Gottfried Heinrich's Dream
It is music: it has come from a heart.
J.S.B.

t four in the afternoon the old man sat up in bed and said, Kaspar, son, where are you? B-flat, A, D-flat, B, C.The phrase had returned suddenly to his memory. Hearing how poor Gottfried played the clavier had always made him sad, very sad. He remembered Gottfried's gray eyes, open as if they wanted to flee from behind the notes strung together by his long, nervous hands. He imagined his unruly heart, which made him look at women with an anguish that more than once had made the old man tremble. And, especially, the disordered thoughts that forced him to live in constant mental chaos.
These things had made them both cry, he and his faithful Magdalena, when Dr. Miithel told them that Gottfried Heinrich wasn't all there; he would grow like other children, but they should expect no mental effort from him because he had no thoughts. Nevertheless, one day hope appeared, like a ray of bright light. They could see that the doctor was quite wrong: Gottfried did think. But it seemed that he thought with his heart and not his head. It was a cold day and very snowy, a day when his father was particularly tired on the way home from the Tomasschule, ready to blow up the entire Ineptitude Brigade en bloc. As he was walking the short distance to the house, he heard a strange stammering from the clavier and he found Gottfried seated, at the age of seven, imitating his posture, leaning over the keyboard, his eyes vacant, playing a not very transparent version of Contrapunctum VIII, which he had been working on at the time, the child bent over the sounds, sweating, so transported that he wasn't even aware of his father's presence. No one had taught Gottfried the art of the keyboard, because nothing can be taught to a child without thought. His father, standing, silent, his wig in his hand and his mouth open, saw that his beloved Gottfried had thought, memory and will, because if he was able to reproduce something so difficult, he could think, remember and apply himself, God be praised. And the master wondered which school he should take him to the very next day. But, after several attempts, the complete failure of this initiative forced them to the bleak conclusion that Gottfried had thought, memory and will only for music; for everything else he was still what Dr. Miithel had told them: an idiot. And he always would be. But after the day of the Contrapunctum, Gottfried had his father's express permission to play the clavier, like all of his brothers and sisters.
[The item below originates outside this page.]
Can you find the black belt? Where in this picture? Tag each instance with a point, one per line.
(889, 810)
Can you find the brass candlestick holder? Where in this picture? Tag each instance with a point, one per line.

They often listened in silence, the older ones respectfully and the younger ones somewhat fearfully, to the wild improvisations that could go on for a long time bringing tears to Magdalena's eyes as she prayed silently and said, My poor son, my poor son, he has thoughts only for strange music.
On February 26, when they were celebrating Gottfried's sixteenth birthday, all of the siblings who were present asked him to improvise, and as he always did before he put his hands on an instrument, he raised his eyes and looked beseechingly at his father, his mouth open, showing, without realizing it, the hole where his tooth had been broken in a brawl two years ago in the lane that vomited mud and sewer water into the Pleisse, requesting a dispensation that his feeble head could not understand had been granted him forever. And the father had to nod his head so that blessed Gottfried could play with a tranquil spirit. The old man remembered that that day was especially difficult because Gottfried started out with an unusual theme, B-flat, A, D-flat, B, C, which raised protests from his siblings, which he silenced to see where it would go. Everyone understood that Gottfried's improvisations on this theme would lead him straight to hell. But out of pity for the emptiness in his head, they let him play for much of the afternoon, until Elizabeth, dear Liza, to distract him from that diabolical music, suggested that they go throw snowballs in Saint Thomas's square. B-flat, A, D-flat, B, C: a kind of phantasmagorical and unseemly version of the familiar theme, which took the form of BADESHC. Which meant nothing to anyone, except that in some strange and ancient language Badeshc was the occult name for Satan.